Awesome and/or Horrific Old YouTube Clip of the Week

In addition to being a great source of adorable pets and functionally illiterate commenters, YouTube is a gold mine for old hockey clips. In this section we find one and break it down in way too much detail.

It’s opening week around the league, which means every team will feel obligated to trot out an elaborate pregame ceremony in an effort to pump up fans who just want to see them drop the puck. NHL teams are almost uniformly terrible at this4 and always have been. So today, let’s travel back to 1992 to watch one fledgling team take the ice for the very first time and put on quite the … show?

• This is from October 8, 1992, as the Senators prepare to host their first ever regular-season game. It’s coming to you from the lovely Ottawa Civic Centre (now the TD Place Arena), the building that answered the question “What if we wedged a hockey arena under a football stadium and just forgot to put any seats on one side?”

• We join our P.A. announcer mid-sentence in what sounds like a promise that the Senators hockey club will reflect historical Roman senators. He then adds, “As long as you think Roman senators are the same thing as Roman centurions, because that’s all you’re going to see for the next 24 years.”

• “It’s showtime!” he shouts enthusiastically. “No, it’s not,” reply people who have already seen the rest of this video.

• As a horn solo begins, we get a close-up of a Roman senator centurion, who is playing along on a … curtain rod? Um, that’s not how music works, guys. You can’t just blow onto random things and pretend they make trumpet sounds.

• Curtain rod man, who I’m just going to go ahead and call “Rod,” is soon joined by an entire brass section and/or one dude on a synthesizer. That’s followed by the opening notes of the Senators’ theme song (one they still use today), and the first of many smatterings of applause from a confused crowd that’s not sure when it’s supposed to cheer.

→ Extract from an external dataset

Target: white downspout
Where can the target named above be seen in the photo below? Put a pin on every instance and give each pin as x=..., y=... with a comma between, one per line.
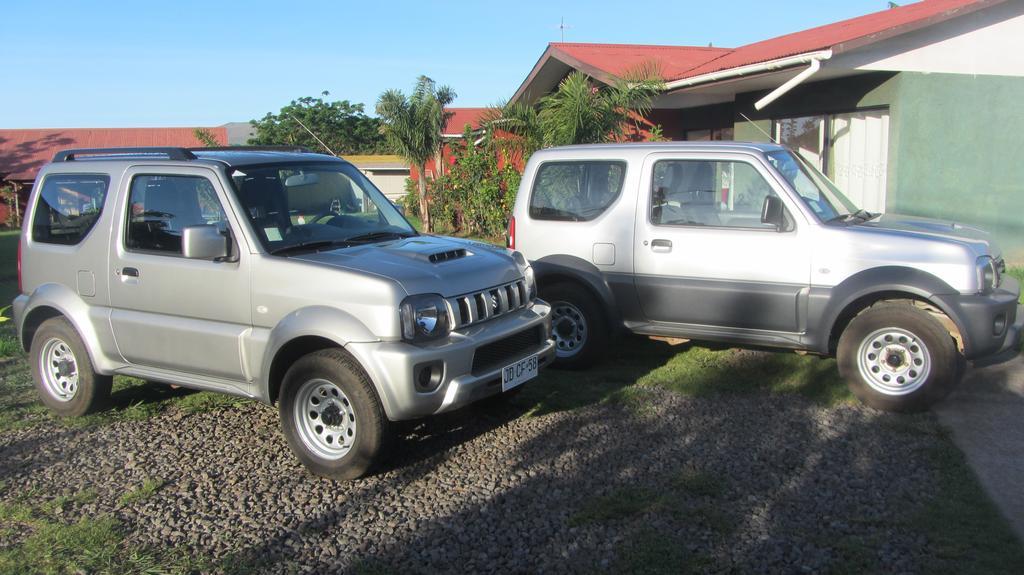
x=791, y=84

• Hey, look, they’re lowering the 1992-93 Senators’ starting defensemen from the rafters.

• I thoroughly enjoy the way the song pauses at 2:20, just long enough to get a “thank the lord that’s over” cheer from the crowd before immediately starting up again.

• “Let the games begin!” We wish, pal. No such luck.

• Next up is a group of figure skaters wielding shields, presumably to hold up over their faces if the camera tries for a close-up. That one guy at 3:07 sure seems thrilled with his lot in life as he gets ready to execute his daring single salchow.

• Is this a good time to admit that I really like this song? I can’t help it. I’ve heard it about 300 times in my life, and it never disappoints. It’s going to be stuck in your head for the rest of your day, and I don’t apologize for that.

• Four skaters assemble at center ice and stare out into the crowd intently, which can mean only one thing: It’s time for them to teach us the intricately choreographed “Let’s Go Senators” cheer. And it’s … two claps and a fist pump. Huh. Pretty complicated stuff there, Sens. You sure you don’t want us to blow on a curtain rod while we’re at it?

• Wait, where is Rod? I hope he’s OK.

• We close with a four-person spin that … wait a second, I’ve seen this before. One arm holding on to someone, one fist cocked in the air, tucked in a half-crouch, spinning around in ever-faster circles … yes, it’s Every Tie Domi Fight Ever! He stole that move from the Ottawa Senators’ pregame show. I wonder if he ever bothered to thank them.

• Everyone forms into an awkward reverse conga line, at which point our clip ends, presumably because this guy’s VCR became sentient enough to reach over and unplug itself from the wall before it had to endure any more of this.

The Senators went on to finish the season with a 10-70-4 record, including a record-breaking 1-41-0 on the road. Until about 1997, these pregame show dancers remained the only people ever seen in Ottawa wearing Senators uniforms who could actually skate.